Lately, I feel myself grasping for the vestiges of that feeling, that comfort of being nestled effortlessly between those parts of myself and between cultures with my mother at the center. That longing has manifested itself in intense cravings for all the foods of my youth. For the cold rice drink (shikhye) that my mother would give us on special occasions when people came over for lunch. For rice mixed with water, the gruel of my early childhood, served with an array of banchan. For green onion pancakes (pajeon) with cilantro and fish/lemon dipping sauce. For Omelet rice (omurice).  For, oh god, delicious noodles in black bean sauce (jjajang myeon). For those chewy pink candies wrapped in rice paper. For weird shrimp crackers (Saewookkang). For Korean moonpies, (Chocopie). And, of course, for Pepero.* Sure, I can make a lot of this at home and I can find the rest at one of the three Korean markets in town, but most of these things never taste quite the same as they did back then. The tastebuds of my childhood—that hadn’t yet learned to love truffle oil and brie, that considered Red #40 and Blue #1 essential to making food more compelling and tasty—have left me perpetually wanting. Moreover, my mother’s death has left me endlessly in search of her distinct and refined notes in those dishes that I haven’t been able to discover elsewhere or replicate exactly on my own. Some things live only in the past.

*This little treat even has its own day. Supposedly, at its inception, people gave boxes of Pepero to those they loved with wishes for growing “taller and thinner, like Pepero.” Insert your own wide-eyed emoticon. Only in Korea, ya’ll. Weirdest marketing scheme ever, right? At some point Pepero day became a kind of Valentines-esque observance on November 11. Any Korean friends out there want to comment about whether or not this is still observed?
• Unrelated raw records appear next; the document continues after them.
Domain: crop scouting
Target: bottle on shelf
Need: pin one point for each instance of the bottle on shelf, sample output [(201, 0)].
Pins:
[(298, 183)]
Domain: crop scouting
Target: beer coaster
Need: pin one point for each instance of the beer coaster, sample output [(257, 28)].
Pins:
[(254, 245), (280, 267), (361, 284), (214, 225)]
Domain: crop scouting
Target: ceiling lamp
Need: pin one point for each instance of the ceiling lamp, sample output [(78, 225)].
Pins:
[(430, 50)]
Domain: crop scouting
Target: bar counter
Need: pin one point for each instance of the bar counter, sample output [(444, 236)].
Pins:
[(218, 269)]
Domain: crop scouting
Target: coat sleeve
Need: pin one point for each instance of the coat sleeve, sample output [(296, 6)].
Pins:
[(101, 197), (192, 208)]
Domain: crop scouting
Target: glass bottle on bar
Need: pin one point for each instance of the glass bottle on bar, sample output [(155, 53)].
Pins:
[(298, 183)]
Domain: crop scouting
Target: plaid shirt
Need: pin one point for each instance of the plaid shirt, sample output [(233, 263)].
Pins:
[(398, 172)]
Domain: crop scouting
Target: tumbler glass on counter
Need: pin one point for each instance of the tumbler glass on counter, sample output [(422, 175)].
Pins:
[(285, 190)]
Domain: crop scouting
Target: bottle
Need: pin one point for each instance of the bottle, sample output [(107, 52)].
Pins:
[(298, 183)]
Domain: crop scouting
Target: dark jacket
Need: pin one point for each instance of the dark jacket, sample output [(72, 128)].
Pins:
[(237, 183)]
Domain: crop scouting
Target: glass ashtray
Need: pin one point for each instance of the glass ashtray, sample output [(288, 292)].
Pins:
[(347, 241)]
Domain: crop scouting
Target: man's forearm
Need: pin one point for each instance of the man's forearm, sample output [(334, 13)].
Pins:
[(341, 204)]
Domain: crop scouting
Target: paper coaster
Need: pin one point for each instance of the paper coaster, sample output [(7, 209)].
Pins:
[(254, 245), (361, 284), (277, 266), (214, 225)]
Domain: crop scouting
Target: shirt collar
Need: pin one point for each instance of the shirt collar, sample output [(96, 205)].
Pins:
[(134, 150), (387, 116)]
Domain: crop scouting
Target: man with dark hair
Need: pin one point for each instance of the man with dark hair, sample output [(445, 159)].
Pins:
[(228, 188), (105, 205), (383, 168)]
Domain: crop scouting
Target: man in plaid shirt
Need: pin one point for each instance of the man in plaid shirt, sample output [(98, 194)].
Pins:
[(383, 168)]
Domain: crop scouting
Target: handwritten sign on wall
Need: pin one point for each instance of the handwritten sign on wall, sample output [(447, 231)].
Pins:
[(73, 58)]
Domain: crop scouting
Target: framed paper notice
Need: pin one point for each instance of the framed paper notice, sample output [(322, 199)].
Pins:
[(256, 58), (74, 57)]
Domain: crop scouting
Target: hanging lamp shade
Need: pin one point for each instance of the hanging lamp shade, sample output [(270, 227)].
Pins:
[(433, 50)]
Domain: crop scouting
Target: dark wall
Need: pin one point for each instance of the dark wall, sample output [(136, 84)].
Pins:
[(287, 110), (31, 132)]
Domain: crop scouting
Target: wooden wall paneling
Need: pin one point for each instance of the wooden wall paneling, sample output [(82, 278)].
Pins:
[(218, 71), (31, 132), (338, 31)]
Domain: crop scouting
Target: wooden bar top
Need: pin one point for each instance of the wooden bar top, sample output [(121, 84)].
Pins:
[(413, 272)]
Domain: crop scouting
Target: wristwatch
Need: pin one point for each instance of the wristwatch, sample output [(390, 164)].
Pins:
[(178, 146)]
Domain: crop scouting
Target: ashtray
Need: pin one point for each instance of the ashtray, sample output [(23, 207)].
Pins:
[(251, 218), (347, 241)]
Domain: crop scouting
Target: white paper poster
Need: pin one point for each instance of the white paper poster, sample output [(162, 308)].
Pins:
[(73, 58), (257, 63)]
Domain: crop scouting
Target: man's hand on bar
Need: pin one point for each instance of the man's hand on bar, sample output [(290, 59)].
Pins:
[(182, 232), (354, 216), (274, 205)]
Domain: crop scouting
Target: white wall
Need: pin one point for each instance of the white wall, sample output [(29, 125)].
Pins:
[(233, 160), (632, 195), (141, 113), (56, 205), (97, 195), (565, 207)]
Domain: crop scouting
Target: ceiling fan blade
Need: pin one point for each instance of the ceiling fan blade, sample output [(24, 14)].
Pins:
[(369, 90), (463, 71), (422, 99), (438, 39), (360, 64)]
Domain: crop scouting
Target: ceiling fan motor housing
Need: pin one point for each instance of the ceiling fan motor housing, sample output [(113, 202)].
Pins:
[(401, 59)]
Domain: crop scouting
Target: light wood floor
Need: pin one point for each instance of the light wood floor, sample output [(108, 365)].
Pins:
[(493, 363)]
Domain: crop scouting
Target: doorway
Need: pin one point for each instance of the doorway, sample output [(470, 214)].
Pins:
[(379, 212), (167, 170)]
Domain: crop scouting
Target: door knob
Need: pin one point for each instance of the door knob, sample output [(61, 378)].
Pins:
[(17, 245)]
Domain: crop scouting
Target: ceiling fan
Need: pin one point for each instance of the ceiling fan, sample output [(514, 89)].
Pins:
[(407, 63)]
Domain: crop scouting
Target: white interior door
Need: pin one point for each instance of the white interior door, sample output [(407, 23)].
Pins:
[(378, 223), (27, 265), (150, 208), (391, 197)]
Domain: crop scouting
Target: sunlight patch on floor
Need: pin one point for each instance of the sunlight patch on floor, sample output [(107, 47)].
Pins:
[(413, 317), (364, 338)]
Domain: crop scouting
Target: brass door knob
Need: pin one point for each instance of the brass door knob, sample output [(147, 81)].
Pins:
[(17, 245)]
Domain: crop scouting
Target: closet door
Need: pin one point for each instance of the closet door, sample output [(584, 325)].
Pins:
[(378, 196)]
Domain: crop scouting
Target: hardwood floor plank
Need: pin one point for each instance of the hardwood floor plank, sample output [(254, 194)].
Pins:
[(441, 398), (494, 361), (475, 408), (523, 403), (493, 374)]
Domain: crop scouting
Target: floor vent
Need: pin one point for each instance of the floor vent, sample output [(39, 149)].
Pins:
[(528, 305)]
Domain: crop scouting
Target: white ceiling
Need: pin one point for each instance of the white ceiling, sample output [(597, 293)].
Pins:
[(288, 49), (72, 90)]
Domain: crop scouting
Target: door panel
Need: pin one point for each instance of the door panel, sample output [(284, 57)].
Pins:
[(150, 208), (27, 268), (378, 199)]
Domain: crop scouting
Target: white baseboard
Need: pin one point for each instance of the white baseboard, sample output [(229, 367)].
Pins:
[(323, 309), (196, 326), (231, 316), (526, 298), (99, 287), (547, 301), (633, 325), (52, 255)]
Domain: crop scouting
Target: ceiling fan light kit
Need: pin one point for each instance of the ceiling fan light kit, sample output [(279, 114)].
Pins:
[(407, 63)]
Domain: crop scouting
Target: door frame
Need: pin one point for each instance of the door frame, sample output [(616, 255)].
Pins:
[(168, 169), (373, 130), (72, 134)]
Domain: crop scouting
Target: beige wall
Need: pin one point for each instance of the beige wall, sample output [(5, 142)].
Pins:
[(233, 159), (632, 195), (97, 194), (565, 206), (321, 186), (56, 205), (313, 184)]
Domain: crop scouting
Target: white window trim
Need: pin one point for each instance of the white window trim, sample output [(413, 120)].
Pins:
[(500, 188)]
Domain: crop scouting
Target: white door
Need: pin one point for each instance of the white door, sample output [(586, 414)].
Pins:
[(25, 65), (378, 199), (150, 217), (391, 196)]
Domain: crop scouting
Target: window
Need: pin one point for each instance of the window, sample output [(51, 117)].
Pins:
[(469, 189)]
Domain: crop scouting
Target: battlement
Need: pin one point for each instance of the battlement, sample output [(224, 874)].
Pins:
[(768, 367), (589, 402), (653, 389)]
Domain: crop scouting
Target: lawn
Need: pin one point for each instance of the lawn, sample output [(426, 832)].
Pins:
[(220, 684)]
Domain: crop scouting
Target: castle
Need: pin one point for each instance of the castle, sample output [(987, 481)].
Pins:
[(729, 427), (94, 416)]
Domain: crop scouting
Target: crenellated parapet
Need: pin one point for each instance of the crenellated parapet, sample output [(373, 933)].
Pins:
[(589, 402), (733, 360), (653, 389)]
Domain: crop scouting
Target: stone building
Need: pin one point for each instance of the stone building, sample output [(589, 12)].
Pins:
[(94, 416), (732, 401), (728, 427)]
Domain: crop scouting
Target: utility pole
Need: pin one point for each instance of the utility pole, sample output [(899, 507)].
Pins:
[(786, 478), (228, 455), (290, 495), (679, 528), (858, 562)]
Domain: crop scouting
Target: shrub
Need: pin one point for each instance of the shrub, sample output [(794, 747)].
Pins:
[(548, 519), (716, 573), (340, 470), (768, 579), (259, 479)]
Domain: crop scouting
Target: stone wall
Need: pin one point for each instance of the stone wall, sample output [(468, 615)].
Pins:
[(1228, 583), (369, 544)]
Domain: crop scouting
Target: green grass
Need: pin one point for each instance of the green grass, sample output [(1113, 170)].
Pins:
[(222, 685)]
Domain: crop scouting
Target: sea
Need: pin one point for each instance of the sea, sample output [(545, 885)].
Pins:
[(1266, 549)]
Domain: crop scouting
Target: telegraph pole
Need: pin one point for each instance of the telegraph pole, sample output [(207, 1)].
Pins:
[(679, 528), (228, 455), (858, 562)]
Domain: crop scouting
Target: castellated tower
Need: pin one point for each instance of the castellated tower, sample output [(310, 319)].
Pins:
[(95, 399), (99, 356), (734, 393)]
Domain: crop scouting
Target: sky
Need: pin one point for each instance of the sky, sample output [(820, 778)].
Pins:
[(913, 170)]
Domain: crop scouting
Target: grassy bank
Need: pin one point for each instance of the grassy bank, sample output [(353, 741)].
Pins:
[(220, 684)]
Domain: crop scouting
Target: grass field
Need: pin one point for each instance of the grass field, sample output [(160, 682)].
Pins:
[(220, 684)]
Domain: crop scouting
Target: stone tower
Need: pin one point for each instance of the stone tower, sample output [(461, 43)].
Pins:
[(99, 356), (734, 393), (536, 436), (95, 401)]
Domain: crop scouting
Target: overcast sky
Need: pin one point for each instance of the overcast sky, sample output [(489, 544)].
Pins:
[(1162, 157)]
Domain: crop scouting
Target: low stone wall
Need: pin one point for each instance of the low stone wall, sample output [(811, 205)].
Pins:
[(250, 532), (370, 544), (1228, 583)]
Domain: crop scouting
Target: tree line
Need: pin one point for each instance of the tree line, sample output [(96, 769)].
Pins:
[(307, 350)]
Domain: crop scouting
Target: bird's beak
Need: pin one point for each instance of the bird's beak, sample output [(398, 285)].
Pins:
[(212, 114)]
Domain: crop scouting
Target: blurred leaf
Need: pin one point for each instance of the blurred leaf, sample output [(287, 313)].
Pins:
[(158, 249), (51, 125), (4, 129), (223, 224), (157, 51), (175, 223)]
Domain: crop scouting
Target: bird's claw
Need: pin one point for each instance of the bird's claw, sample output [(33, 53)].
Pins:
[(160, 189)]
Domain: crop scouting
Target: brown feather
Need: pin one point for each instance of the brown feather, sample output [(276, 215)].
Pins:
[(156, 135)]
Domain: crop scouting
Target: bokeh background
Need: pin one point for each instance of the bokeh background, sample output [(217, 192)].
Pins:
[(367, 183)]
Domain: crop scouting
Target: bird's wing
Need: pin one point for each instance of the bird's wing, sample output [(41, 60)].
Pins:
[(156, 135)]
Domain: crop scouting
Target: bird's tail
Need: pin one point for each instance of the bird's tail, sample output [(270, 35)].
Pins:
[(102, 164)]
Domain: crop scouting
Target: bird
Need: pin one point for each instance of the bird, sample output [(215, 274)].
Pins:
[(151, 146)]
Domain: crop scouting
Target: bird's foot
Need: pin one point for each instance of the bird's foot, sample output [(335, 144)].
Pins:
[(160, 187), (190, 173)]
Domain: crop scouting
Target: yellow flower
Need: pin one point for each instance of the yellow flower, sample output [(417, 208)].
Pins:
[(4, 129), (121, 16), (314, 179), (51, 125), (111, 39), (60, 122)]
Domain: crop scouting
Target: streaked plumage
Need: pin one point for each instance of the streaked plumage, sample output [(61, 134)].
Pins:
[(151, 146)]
Tomorrow, my mother would have turned 59. By way of grieving or celebrating (I’m not sure which), I’ve decided to remake the room that I made for my mother to die in. I’ll give it a fresh coat of paint. I’ll buy new bedding. Maybe I’ll buy a new rug. Maybe I’ll learn the past tense. Maybe I’ll go buy all the things that I’m craving just in case there’s some latent magic to be found in the bounty. Maybe I’ll say hello to those women one morning as I walk by. Who knows? In any case, I’m making space again. This time, however, it’s for all of the things that we will be after and because of my mother, rather than all of the things that we won’t be without her.